Saying this, as I pointed to the papers on the table, I had hit harder than I knew, for both the Bishop and the lawyer (who had also risen) dropped back into their seats and looked at each other with expressions of surprise.
Then, stepping up to the table, so as to face the four of them, I said, as calmly and deliberately as I could:
“Now listen to me. I am leaving this island in about three weeks time, and expect to be two years—perhaps three years—away. Mary O’Neill is going with me—as my wife. She intends to leave her child in the care of my mother, and I intend to promise her that she may set her mind at ease that it shall never under any circumstances be taken away. You seem to have made up your minds that she is going to die. Please God she may disappoint your expectations and come back strong and well. But if she does not, and I have to return alone, and if I find that her child has been removed from the protection in which she left it, do you know what I shall do?”

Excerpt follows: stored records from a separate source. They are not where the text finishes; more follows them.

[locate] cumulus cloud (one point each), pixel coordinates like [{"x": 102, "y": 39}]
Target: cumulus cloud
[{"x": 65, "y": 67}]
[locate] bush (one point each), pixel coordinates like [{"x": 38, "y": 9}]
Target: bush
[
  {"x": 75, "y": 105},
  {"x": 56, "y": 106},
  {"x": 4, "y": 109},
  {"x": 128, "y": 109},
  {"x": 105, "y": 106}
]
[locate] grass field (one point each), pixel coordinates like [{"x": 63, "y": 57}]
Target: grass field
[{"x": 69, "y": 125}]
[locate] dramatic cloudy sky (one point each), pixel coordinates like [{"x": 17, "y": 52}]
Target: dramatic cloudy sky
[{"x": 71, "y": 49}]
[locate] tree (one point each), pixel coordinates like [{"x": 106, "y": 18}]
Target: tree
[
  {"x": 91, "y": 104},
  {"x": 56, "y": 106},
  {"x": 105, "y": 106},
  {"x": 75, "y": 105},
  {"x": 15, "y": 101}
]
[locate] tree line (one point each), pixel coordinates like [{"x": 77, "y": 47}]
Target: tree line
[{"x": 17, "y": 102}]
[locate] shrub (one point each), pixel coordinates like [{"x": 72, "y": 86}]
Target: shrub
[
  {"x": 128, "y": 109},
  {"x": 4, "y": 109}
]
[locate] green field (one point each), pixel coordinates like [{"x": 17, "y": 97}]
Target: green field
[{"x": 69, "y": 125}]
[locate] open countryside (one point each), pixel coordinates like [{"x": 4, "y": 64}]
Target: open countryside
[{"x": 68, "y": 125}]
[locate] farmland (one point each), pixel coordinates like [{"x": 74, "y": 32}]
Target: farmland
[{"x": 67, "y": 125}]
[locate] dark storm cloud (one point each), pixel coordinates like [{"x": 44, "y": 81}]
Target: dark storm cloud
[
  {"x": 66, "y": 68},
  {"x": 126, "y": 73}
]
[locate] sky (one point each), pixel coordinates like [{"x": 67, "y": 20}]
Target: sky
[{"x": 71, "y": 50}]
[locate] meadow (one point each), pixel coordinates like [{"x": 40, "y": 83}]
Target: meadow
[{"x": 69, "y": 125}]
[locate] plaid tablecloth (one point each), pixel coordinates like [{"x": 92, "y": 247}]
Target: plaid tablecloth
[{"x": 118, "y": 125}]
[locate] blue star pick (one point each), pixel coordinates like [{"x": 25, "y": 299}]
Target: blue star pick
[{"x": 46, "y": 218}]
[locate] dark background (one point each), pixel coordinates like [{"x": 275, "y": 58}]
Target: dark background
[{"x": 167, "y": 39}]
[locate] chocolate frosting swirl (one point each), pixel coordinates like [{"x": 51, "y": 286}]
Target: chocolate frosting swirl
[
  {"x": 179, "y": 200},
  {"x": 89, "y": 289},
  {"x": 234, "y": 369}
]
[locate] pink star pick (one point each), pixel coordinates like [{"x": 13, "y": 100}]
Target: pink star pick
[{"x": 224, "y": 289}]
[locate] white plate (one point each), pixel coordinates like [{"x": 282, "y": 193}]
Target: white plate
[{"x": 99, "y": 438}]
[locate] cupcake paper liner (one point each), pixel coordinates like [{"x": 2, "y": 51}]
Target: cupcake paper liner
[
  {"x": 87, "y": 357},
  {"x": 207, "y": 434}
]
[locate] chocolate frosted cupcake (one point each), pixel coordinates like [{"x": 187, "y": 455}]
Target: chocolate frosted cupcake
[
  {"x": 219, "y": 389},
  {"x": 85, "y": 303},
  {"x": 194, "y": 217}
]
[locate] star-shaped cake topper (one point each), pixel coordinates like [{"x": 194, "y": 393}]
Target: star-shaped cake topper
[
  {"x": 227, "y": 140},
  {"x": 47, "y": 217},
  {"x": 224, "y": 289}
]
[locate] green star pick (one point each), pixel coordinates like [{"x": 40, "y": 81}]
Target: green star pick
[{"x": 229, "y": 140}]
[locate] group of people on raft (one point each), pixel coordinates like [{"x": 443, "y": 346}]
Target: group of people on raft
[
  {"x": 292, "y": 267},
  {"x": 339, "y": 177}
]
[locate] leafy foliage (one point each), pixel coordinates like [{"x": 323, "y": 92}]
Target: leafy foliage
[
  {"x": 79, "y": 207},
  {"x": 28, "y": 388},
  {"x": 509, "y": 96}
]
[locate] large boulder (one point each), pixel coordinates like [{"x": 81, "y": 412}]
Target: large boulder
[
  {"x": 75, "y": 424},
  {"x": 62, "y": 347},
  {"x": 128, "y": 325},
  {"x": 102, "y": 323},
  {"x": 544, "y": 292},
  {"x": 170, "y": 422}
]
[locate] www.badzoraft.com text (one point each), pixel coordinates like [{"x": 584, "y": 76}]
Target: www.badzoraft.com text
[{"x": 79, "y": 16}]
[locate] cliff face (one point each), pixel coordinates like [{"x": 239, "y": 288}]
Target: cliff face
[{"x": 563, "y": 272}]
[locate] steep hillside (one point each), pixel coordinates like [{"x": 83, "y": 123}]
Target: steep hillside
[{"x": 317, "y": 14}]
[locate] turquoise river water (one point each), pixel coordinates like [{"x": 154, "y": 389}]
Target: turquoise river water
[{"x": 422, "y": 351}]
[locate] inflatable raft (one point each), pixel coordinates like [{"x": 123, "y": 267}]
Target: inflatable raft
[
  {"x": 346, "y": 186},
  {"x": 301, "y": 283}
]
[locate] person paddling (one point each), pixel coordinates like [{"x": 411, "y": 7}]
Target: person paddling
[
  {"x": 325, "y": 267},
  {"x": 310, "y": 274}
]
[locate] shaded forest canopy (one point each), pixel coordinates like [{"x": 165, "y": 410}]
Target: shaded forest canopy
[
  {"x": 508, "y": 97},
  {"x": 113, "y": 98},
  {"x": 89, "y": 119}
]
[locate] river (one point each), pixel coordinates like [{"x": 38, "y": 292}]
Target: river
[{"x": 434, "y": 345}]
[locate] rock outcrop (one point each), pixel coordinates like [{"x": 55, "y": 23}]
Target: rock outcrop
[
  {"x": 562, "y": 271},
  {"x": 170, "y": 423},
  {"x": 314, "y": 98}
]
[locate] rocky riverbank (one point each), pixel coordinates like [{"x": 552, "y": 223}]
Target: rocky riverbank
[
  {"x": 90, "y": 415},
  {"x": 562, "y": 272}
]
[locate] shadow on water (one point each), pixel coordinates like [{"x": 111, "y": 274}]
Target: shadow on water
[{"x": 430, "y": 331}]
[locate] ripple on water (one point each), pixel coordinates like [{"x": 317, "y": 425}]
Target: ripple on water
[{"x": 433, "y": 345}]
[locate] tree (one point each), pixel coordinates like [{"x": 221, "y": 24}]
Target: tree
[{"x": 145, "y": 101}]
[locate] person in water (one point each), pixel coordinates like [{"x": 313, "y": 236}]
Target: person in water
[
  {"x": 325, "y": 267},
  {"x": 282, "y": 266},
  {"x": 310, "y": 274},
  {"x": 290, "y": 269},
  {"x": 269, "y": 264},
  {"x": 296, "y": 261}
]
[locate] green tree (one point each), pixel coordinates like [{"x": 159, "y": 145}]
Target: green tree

“Go to the courts, I presume,” said the lawyer.
“Oh dear, no! I’ll go to no courts, Mr. Curphy. I’ll go to the people who have set the courts in motion—which means that I’ll go to you and you and you and you. Heaven knows how many of us may be living when that day comes; but as surely as I am, if I find that the promise I made to Mary O’Neill has been a vain one, and that her child is under this woman’s control and the subject of a lawsuit about this man’s money, and she in her grave, as surely as the Lord God is above us there isn’t one soul of you here present who will be alive the following morning.”